Costco, Nike and FedEx warn inflation should hit consumers as the holidays approach

A worker wearing a protective mask removes roast chicken from skewers inside a Costco store in San Francisco, Calif., Wednesday, March 3, 2021.

David Paul Morris | Bloomberg | Getty Images

Shipping bottlenecks that have resulted in increased shipping costs are creating a headache for U.S. retailers.

Costco this week joined the long list of retailers sounding the alarm bells about escalating shipping prices and the supply chain issues that accompany it. The warehouse retailer, who took a similar warning tone in May, was joined by sportswear giant Nike and economic indicators FedEx and General Mills in warning of similar concerns.

The cost of shipping containers overseas has skyrocketed in recent months. Getting a 40-foot container from Shanghai to New York cost around $ 2,000 a year and a half ago, just before the Covid pandemic. Now he manages some $ 16,000, according to Bank of America.

In a conference call Thursday with analysts, Costco CFO Richard Galanti called freight costs “permanent inflationary elements” and said those increases combine with “somewhat permanent” elements for turn up the pressure. They include not only freight, but also higher labor costs, growing demand for transportation and products, as well as shortages of computer chips, oils and chemicals, and higher prices for goods. basic products.

“We cannot keep all of this,” Galanti said. “Part of it needs to be passed on, and it is being passed on. We’re pragmatic about it.”

Quantifying the situation, he said inflation is expected to be between 3.5% and 4.5% overall for Costco. He noted that paper products have seen their costs increase by 4% to 8% and he cited shortages of plastic and pet products that are pushing prices up 5% to 11%.

“We can stay the course on some of these things and do a little better – hopefully do a better job than some of our competition and be even more extreme than value,” Galanti said. “So I think all of these things so far, at least despite the challenges, have worked a little in our favor.”

Getting ready for the holidays

The timing, however, is not good.

The lingering inflationary pressures come as retailers prepare for the holiday shopping season – Halloween, Thanksgiving and Christmas, then the New Year. The pandemic brought with it a host of factors that made inflation an economic buzzword after a generation of mostly moderate price pressures.

Businesses are in a hurry to deal with the situation before a critical period.

“As we get closer to the holidays we’ve been working with retailers and what we’re seeing is that # 1 they need to be flexible with their supply chain,” said Keith Jelinek, general manager of practices at global retail consulting company. Berkeley Research Group. “We have seen increases in the cost of goods, particularly in clothing, as well as inbound shipping costs with container costs, increases with transportation, trucking into distribution centers.”

“All of these costs will impact operating profits,” he added. “Right now, retailers are really faced with the question of how much can I pass on to the consumer versus other efficiencies in my operations in order to achieve my total margin. “

Many companies have indicated that consumers, at least for now, are willing to accept higher prices. Billions of dollars in government stimulus during the pandemic helped boost personal wealth, with household net worth rising 4.3% in the second quarter.

No one knows how long consumers will be willing to pay higher prices.
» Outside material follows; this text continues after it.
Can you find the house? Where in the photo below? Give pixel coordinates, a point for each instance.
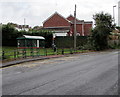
(65, 26)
Jelinek said he expects the current situation to persist at least through the holiday season and early next year.

“There is only a limited amount that you can pass on to the consumer,” he said. “What most retailers do is look through their [profit and loss statements] and they seek to improve performance and optimize efficiency. It really means focusing on their supply chain. “

It also means raising prices.

Company warnings

FedEx announced this week that it will increase shipping rates by 5.9% for domestic services and 7.9% for other offers. The company said it was hit by labor shortages and “costs associated with a harsh operating environment.”

The head of the company’s main competitor acknowledged the obstacles facing the company.

“The job market is tight and in some parts of the country we have had to make market rate adjustments to respond to market demands,” UPS CEO Carol Tome said on the show on Thursday. CNBC’s “Closing Bell”.

She added that the company has also been hit by supply chain issues.

“I’m afraid this will take some time. These issues have taken a long time and we will all have to work together to remove these blockages,” Tome said.

Federal Reserve officials admitted this week that inflation will be higher in 2021 than they expected. However, they still see prices stabilize in a more normal range of just above 2% in the years to come.

But Cleveland Fed Chairman Loretta Mester said in a speech on Friday that she saw “upside risks” in the central bank’s inflation forecast.

“Many companies are reporting that cost pressures are mounting and consumers seem willing to pay higher prices,” she said. “The combination of high demand and supply chain challenges could last longer than I expected and could cause individuals and businesses to raise their expectations for future inflation more than we do. have seen so far. “

Fed officials have said they are ready to start pulling back the monetary stimulus they provided during the pandemic, but likely won’t be raising rates anytime soon. However, Mester said if prices and expectations remained higher, Fed policy “would have to be adjusted” to control inflation.